4. Output JSON with two keys:
- "entities": {"entity_name": {"type": "...", "attributes": "..."}, ...}
- "relations": [["subject", "predicate", "object"], ...]
5. Only extract facts supported by the documents. Do not infer.
OUTPUT (JSON only):
Best Practices
- Do: Normalize entity names before merging (lowercase, strip whitespace, resolve aliases like "USA" vs "United States") to keep the graph deduplicated.
- Do: Include the original question in every prompt so the LLM stays focused on what matters rather than extracting every possible entity.
- Do: Cap retrieval at 4 iterations. Experiments show diminishing returns beyond this, and runaway loops waste tokens and time.
- Do: Use the linearized graph in the final answer prompt even when all documents are also provided -- the graph acts as an attention guide that helps the LLM connect dispersed facts.
- Avoid: Building the graph as a separate offline step. The key innovation is that graph construction happens during retrieval so it can guide subsequent queries.
- Avoid: Using graph database query languages (Cypher, SPARQL) for the LLM interaction. Linearize the graph as natural language text so any LLM can process it without tool calls.
- Avoid: Extracting relations without grounding them in the source document. Each triple should be traceable to a specific passage to maintain provenance.
Error Handling
- Retriever returns no relevant documents: If a subquery retrieves nothing useful, fall back to reformulating the query using the current graph state. Rephrase using entity names and attributes already in the graph.

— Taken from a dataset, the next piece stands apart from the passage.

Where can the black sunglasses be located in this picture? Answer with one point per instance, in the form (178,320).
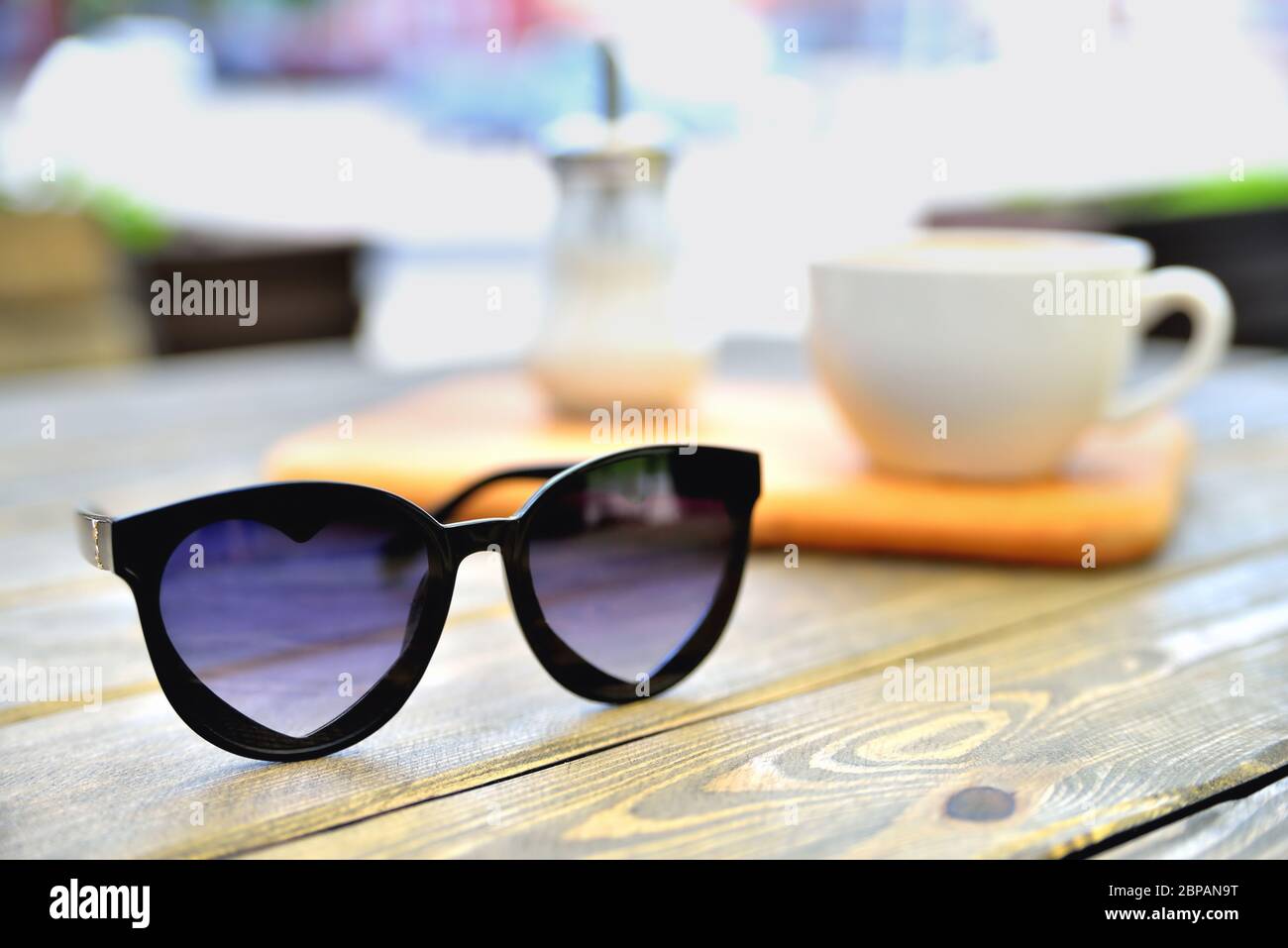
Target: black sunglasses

- Entity extraction produces garbage: Validate extracted entities against the source documents. If an entity name does not appear (or closely match) any span in the retrieved text, discard it.

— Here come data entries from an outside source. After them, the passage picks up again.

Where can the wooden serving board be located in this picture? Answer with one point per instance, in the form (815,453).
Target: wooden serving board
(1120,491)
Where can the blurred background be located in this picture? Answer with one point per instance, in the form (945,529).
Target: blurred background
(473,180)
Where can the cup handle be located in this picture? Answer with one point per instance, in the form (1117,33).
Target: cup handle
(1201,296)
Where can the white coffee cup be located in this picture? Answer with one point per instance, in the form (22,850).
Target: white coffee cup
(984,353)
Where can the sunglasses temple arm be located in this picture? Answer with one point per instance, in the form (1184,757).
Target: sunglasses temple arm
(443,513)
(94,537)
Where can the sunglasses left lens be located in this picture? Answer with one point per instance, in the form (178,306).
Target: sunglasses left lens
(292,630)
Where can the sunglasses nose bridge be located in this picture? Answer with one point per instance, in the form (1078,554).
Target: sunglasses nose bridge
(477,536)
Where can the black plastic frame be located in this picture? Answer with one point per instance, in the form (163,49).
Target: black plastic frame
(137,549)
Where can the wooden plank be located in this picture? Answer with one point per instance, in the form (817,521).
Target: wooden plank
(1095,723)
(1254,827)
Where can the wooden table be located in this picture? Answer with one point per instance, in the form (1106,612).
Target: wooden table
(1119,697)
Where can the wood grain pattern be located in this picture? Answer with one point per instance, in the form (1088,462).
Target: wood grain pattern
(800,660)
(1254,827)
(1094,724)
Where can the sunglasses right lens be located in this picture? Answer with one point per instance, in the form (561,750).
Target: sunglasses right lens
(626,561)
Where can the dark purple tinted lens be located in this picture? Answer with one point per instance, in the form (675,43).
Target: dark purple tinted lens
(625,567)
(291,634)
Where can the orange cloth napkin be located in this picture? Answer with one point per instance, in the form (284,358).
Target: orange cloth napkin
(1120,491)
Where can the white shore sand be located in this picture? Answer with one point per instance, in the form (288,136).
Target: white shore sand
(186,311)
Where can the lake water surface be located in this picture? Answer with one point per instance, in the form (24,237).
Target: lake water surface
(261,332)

- Sufficiency judgment is unreliable: If the LLM frequently says "sufficient" too early (producing wrong answers), add a confidence threshold: require that the graph contains at least one complete path from the question's subject to the expected answer type before accepting sufficiency.
- Graph grows too large for context window: Prune entities and relations with low relevance to the original question. Rank by shortest-path distance to question entities and drop nodes beyond a threshold (e.g., 3 hops).

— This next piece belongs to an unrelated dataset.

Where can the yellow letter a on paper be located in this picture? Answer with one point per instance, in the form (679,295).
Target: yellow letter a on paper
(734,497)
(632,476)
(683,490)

- Deduplication collisions: When two genuinely distinct entities share the same normalized name (e.g., "Cambridge" the city in the UK vs. US), disambiguate using attributes extracted from documents (country, context).
Limitations
- Depends on retriever quality. If the base retriever cannot surface relevant documents for subqueries, the iterative loop cannot recover. GraphAnchor improves what you do with retrieved docs, not retrieval itself.
- Token-intensive. Each iteration requires multiple LLM calls (extraction, reasoning, judgment). For latency-sensitive applications, consider limiting to 2 steps or using a smaller model for extraction.
- Best suited for multi-hop factoid questions. The technique shines on questions requiring 2-4 reasoning hops across entities. For single-hop lookup or open-ended generation tasks, the overhead is not justified.
- Graph quality depends on extraction quality. Noisy or incomplete extraction degrades the graph's usefulness as an index. Using structured extraction prompts with JSON output and validation helps but does not eliminate this.
- Not a replacement for pre-built knowledge graphs. If a high-quality domain KG already exists, query it directly. GraphAnchor is most valuable when no pre-existing structured knowledge is available and must be constructed on-the-fly from text.
Reference
- Paper: Graph-Anchored Knowledge Indexing for Retrieval-Augmented Generation (Liu et al., 2026). Focus on Section 3 for the iterative retrieval algorithm, Section 4 for the linearized graph format, and Appendix for prompt templates.
- Code: github.com/NEUIR/GraphAnchor -- reference implementation with prompt templates in
prompts_GraphAnchor/en/and main loop insrc/GraphAnchor.py.